The boys are playing shuttlecraft "Spontaneity" in the new minivan that Cartman's mother has purchased. They go on an away mission and Cartman, as usual, gives Kyle a hard time about being a Jew, in this case a "Vulcan Jew." Cartman again tries to Kyle that in the movie "The Passion…" that the Jews are the devil, he's seen the movie 34 times and he knows that the Jews had plenty of opportunity to save Jesus, but didn't. Stan and Kenny are tired of hearing them argue about the film and they decide to leave. Cartman tells Kyle that he is scared of learning the truth about the Jews. Kyle debates and then decides to go and see the movie for himself. He endures the film and its depiction of the final hours of Christ's life. When he leaves the theatre, he wonders how the Jews could have done that to Jesus. He goes to Cartman's house and tells Cartman "he was right," a statement that Cartman relishes. Cartman prays to a picture of Mel Gibson (in "Braveheart") and promises to organize the masses and spread the word about "The Passion…" Stan and Kenny decide they need to see the film, but their feeling about the film is that it sucked and they want their money back. Stan calls it a "snuff film" and the guy at the box office tells them to go see the producer of the film if they want to get their money back; meanwhile Kyle is having nightmares about the film. Stan and Kenny try to get in contact with Mel Gibson by calling a 1-800 number they've found on a website. Stan dials the number which brings him in contact with someone who is running "Mel Gibson's 'The Passion' Fan Club," and they want to know how to contact Mel and get their money back. The guy on the phone, who Stan realizes is Cartman isn't any help other then telling them that Mel Gibson lives in Malibu. Stan decides that he and Kenny need to go to there, because it's no longer about getting their money back, it's about holding the filmmaker responsible, just like how they got their money back for "BASEketball."

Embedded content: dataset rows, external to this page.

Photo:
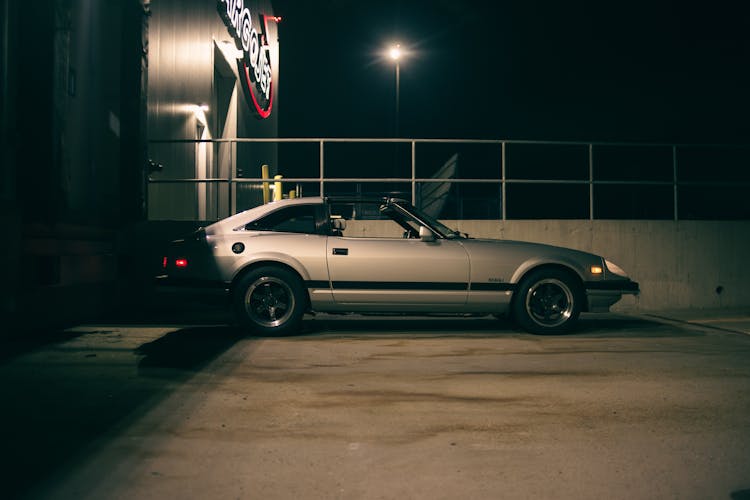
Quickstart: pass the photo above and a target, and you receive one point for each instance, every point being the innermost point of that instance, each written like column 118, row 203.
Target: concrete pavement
column 629, row 407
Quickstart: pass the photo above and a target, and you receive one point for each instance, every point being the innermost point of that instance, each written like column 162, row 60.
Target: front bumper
column 603, row 294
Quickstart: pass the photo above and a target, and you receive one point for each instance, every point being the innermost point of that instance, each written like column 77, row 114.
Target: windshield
column 433, row 223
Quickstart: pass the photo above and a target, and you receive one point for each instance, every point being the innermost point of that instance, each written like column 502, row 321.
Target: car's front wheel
column 270, row 301
column 548, row 301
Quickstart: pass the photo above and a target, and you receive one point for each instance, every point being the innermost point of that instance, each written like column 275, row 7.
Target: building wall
column 190, row 63
column 70, row 166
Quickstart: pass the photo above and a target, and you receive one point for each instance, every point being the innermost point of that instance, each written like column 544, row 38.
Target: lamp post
column 395, row 54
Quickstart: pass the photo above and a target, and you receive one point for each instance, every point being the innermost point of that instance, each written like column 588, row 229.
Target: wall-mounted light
column 199, row 111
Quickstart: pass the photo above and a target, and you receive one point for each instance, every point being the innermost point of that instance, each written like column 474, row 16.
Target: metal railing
column 509, row 175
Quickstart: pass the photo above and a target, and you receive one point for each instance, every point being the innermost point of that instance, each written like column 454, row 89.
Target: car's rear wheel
column 548, row 301
column 270, row 301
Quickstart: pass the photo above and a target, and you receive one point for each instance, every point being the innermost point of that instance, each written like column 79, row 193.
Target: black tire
column 270, row 301
column 548, row 302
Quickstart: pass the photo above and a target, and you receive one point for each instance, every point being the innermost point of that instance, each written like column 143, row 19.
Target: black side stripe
column 397, row 285
column 493, row 287
column 317, row 284
column 625, row 286
column 405, row 285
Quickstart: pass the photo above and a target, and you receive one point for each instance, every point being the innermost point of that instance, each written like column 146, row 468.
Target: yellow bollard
column 277, row 189
column 266, row 187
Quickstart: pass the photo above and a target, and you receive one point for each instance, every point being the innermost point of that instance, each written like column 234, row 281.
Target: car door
column 397, row 274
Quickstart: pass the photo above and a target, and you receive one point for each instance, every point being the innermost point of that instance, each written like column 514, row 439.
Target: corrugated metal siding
column 182, row 74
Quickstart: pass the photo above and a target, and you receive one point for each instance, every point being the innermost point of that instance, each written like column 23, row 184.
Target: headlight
column 615, row 269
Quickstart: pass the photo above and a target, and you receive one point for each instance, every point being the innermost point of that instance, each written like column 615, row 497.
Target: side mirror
column 426, row 235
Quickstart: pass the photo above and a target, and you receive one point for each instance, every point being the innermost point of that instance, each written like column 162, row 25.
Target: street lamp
column 395, row 53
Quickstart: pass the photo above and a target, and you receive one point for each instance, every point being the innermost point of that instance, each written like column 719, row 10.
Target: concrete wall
column 679, row 265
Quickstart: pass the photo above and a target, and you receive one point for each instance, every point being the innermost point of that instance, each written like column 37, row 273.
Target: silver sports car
column 335, row 255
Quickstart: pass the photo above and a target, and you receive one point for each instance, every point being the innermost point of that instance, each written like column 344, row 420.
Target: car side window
column 370, row 220
column 297, row 219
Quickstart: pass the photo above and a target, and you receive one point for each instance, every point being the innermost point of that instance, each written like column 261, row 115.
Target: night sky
column 532, row 70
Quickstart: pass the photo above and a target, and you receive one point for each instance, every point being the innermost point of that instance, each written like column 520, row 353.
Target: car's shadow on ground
column 187, row 349
column 69, row 395
column 590, row 325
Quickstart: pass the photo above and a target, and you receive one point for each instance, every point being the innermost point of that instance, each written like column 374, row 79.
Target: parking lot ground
column 385, row 407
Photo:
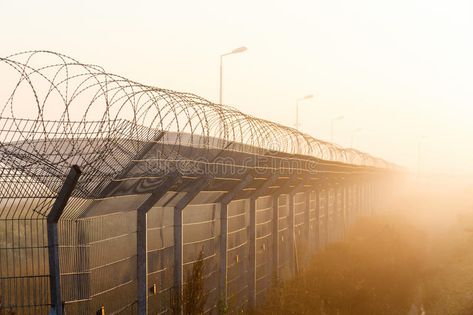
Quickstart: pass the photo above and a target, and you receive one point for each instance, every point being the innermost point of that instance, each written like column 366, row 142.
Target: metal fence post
column 252, row 255
column 307, row 223
column 53, row 238
column 326, row 218
column 142, row 241
column 224, row 201
column 317, row 221
column 290, row 228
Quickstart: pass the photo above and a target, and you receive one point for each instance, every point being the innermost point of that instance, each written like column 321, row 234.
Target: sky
column 400, row 70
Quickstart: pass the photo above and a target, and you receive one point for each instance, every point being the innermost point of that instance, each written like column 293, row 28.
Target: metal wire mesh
column 56, row 112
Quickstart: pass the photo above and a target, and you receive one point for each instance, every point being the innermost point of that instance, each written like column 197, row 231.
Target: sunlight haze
column 401, row 71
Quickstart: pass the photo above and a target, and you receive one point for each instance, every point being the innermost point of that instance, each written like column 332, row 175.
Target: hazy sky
column 401, row 70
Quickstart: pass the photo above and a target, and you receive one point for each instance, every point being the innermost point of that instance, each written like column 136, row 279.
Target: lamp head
column 239, row 50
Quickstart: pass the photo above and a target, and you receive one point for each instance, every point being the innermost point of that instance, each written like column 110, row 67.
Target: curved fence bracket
column 53, row 239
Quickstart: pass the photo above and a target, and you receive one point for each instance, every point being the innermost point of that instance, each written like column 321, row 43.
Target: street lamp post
column 332, row 126
column 307, row 97
column 354, row 133
column 234, row 51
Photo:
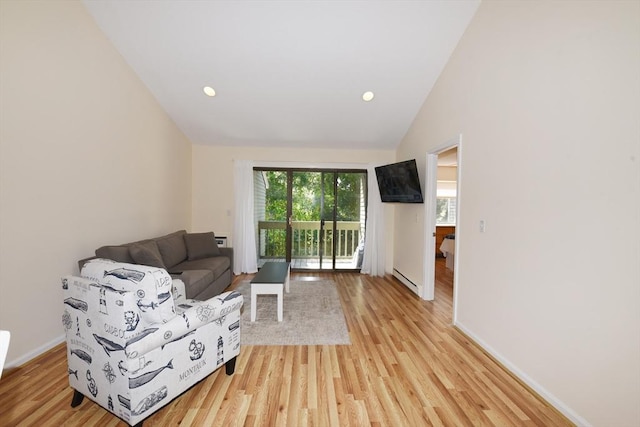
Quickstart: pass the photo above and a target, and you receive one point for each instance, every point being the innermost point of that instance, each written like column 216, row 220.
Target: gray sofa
column 194, row 258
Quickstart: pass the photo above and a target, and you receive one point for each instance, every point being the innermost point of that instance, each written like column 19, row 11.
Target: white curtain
column 244, row 236
column 375, row 241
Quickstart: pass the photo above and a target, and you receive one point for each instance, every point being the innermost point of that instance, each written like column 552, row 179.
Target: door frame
column 431, row 174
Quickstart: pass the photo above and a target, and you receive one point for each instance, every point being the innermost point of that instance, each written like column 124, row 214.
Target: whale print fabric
column 132, row 347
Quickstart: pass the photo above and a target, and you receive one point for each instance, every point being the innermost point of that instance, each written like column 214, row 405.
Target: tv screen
column 399, row 182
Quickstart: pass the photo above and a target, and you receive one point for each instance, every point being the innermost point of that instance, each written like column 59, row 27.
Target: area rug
column 312, row 315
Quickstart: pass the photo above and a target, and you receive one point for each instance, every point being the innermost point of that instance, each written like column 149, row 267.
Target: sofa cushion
column 115, row 253
column 201, row 245
column 172, row 248
column 146, row 253
column 217, row 265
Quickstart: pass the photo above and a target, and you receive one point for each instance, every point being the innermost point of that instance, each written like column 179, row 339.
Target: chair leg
column 77, row 398
column 230, row 366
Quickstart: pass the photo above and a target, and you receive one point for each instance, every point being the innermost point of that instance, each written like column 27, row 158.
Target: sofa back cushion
column 116, row 253
column 172, row 248
column 201, row 245
column 151, row 285
column 146, row 253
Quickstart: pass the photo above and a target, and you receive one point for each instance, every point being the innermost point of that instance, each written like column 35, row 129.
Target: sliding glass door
column 313, row 218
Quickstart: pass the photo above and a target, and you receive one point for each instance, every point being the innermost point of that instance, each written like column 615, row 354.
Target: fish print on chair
column 132, row 347
column 126, row 274
column 108, row 345
column 145, row 378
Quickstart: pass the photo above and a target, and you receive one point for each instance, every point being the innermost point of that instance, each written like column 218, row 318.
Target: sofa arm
column 191, row 315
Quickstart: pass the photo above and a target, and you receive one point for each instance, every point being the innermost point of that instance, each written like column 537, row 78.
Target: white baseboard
column 405, row 281
column 34, row 353
column 546, row 395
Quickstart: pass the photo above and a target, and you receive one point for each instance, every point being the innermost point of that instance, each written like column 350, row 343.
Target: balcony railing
column 307, row 241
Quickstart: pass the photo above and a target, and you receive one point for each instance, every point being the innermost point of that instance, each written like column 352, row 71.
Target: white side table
column 270, row 280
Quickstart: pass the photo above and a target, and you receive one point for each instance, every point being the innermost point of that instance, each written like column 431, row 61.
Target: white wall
column 547, row 94
column 87, row 157
column 213, row 201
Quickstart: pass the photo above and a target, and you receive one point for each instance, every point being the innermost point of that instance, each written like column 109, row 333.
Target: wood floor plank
column 406, row 365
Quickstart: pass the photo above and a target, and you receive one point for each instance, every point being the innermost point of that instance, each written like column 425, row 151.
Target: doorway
column 432, row 213
column 313, row 218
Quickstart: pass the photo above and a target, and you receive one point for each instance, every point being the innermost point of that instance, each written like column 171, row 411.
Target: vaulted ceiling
column 287, row 73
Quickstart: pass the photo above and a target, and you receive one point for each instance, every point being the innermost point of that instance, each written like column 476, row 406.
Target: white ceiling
column 287, row 73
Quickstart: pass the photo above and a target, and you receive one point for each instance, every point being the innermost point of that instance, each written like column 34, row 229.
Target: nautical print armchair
column 134, row 343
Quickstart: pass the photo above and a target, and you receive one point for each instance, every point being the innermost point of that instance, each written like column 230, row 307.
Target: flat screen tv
column 399, row 182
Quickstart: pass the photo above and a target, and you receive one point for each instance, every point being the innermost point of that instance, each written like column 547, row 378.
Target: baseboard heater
column 405, row 280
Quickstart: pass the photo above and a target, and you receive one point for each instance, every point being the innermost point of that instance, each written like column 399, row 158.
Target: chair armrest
column 228, row 252
column 191, row 315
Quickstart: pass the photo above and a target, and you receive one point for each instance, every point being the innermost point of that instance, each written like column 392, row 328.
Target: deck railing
column 306, row 242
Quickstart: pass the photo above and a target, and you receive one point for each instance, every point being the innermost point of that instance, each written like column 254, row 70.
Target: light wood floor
column 407, row 366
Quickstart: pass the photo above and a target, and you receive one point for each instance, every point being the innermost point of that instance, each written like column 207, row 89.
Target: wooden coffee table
column 270, row 280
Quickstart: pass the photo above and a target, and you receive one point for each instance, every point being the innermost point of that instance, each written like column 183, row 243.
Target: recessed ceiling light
column 367, row 96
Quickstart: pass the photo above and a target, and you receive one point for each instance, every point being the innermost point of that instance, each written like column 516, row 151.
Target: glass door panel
column 327, row 222
column 306, row 215
column 271, row 195
column 351, row 215
column 313, row 218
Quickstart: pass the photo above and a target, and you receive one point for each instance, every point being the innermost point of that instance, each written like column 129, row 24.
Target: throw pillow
column 201, row 245
column 146, row 253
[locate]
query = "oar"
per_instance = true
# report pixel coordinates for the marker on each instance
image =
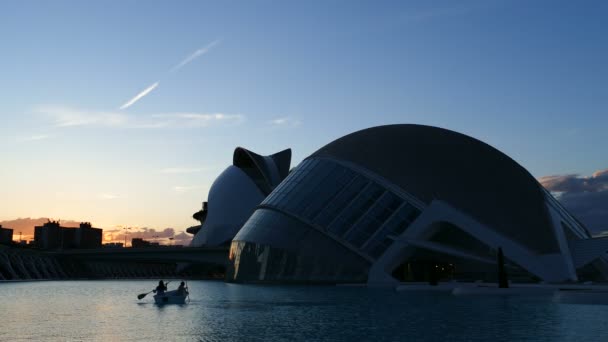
(142, 295)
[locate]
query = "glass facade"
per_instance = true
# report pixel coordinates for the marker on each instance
(320, 214)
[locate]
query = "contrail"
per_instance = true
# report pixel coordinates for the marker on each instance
(140, 95)
(195, 55)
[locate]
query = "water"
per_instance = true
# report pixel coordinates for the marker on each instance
(110, 311)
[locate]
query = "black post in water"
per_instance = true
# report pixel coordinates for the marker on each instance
(433, 274)
(503, 281)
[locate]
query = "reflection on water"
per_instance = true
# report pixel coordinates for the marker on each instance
(110, 311)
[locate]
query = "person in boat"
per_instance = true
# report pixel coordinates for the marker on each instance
(161, 288)
(182, 289)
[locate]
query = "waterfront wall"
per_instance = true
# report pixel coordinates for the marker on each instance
(27, 264)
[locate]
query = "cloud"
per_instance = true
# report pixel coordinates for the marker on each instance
(64, 116)
(285, 122)
(71, 117)
(585, 197)
(108, 196)
(140, 95)
(172, 170)
(186, 188)
(34, 138)
(195, 55)
(598, 181)
(198, 119)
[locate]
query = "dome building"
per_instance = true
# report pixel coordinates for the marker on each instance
(406, 202)
(235, 193)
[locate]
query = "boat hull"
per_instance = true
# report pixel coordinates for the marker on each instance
(171, 297)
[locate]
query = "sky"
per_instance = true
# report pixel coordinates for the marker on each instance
(122, 113)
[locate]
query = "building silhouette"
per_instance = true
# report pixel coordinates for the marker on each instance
(52, 236)
(410, 202)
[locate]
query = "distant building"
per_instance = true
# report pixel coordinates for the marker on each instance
(48, 236)
(113, 245)
(6, 235)
(52, 236)
(139, 243)
(87, 236)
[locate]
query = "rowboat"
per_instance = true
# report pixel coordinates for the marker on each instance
(171, 297)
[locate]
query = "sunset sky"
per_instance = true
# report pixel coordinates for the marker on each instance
(122, 113)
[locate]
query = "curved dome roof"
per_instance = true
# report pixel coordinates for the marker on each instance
(431, 162)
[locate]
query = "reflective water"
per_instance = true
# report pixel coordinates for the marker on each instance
(110, 311)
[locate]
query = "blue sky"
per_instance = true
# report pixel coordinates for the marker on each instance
(529, 78)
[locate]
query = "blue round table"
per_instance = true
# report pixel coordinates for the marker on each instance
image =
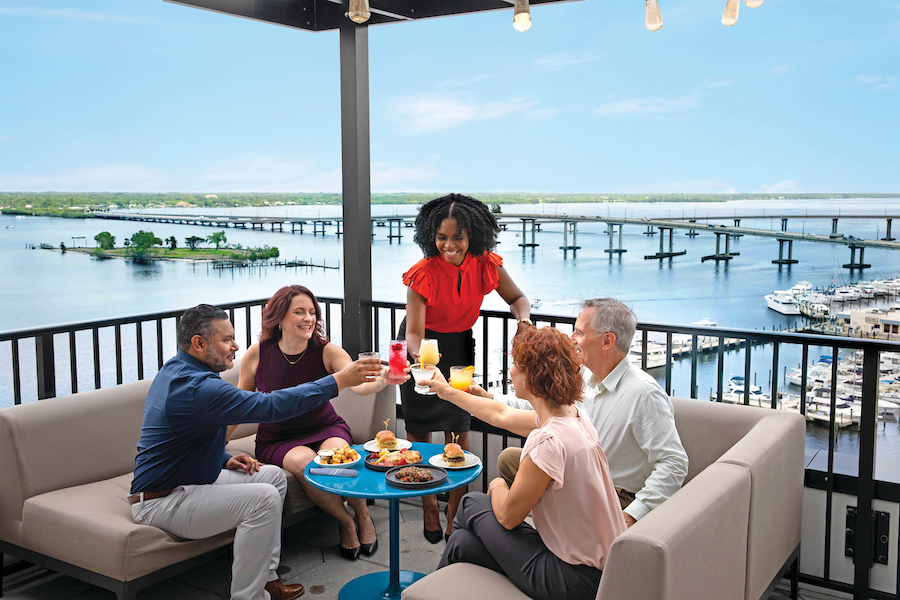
(371, 484)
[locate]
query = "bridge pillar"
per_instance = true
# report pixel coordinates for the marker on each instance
(834, 232)
(610, 228)
(692, 232)
(391, 234)
(790, 260)
(727, 255)
(534, 228)
(573, 227)
(853, 264)
(662, 253)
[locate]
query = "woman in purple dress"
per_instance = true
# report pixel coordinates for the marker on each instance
(293, 349)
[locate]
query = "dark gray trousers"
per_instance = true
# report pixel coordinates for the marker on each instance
(520, 554)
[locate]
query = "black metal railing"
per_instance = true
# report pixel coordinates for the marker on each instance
(135, 347)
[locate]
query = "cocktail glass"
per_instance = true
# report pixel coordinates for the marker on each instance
(364, 355)
(428, 352)
(420, 373)
(397, 357)
(461, 377)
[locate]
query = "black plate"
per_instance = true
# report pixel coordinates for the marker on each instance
(440, 476)
(383, 468)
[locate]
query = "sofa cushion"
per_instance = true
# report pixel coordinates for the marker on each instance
(693, 546)
(773, 452)
(463, 580)
(91, 526)
(708, 429)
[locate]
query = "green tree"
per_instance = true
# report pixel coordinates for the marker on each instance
(142, 244)
(193, 241)
(106, 240)
(217, 238)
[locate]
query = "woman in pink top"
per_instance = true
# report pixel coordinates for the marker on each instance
(563, 480)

Cartman is dressing in a brown uniform and getting ready for the meeting he is holding in his backyard. People have gathered in the yard to celebrate their rediscovery of their Christianity. The eight-year-old that is holding the meeting has some different ideas. Cartman suggests those in attendance take one more person to see "The Passion…," before they begin the cleansing. Out in Malibu Stan and Kenny make their way into Mel Gibson's mansion. They see the man himself, but Mel Gibson starts going "daffy" while telling them that he won't be giving them their ticket money back. Back in South Park, Kyle talks with Father Maxi about Jesus and his Jewish friend can do with his guilt. Father Maxi suggests "atonement" for Kyle's friend, which gives Kyle an idea. Stan and Kenny manage to get their money and escape from the lunatic Mel Gibson. In a rally outside the theater where "The Passion…" is being shown Cartman begins speaking German and his crowd of followers mistake his words for Aramaic, the language spoken in the film. He gets the crowd to march after him speaking the phrase "Wir müssen die Juden ausrotten."
Kyle goes to his temple and suggests to the gathering that the Jewish community needs to apologize for the death of Jesus. Kyle's parents and the others are disturbed by the effect the movie is having on people. The rabbi suggest that we live in a rational society, where people will realize it is just a movie; however, after he makes that statement outside the temple Cartman is seen goose-stepping with his followers down the street. Meanwhile on the bus back from Malibu, Stan realizes that Mel Gibson is chasing after the bus to get his $18 back. The Jewish congregation marches on the theater and demands that the movie be removed from the theater, while Cartman and his group come from the other direction. Their dialog about the film is interrupted by the arrival of Stan and Kenny's bus being chased by Mel Gibson. Gibson's tanker truck explodes in front of the theater. Cartman sees Mel and tries to offer the services of his following, but Mel is has gone off the deep end. Seeing Mel's behavior makes Kyle wonder why he was freaked out by that guy's movie. Stan makes a point about what Christianity should really be about, which the crowd finds agreeable. In the end Mel Gibson lets Cartman know what he really thinks.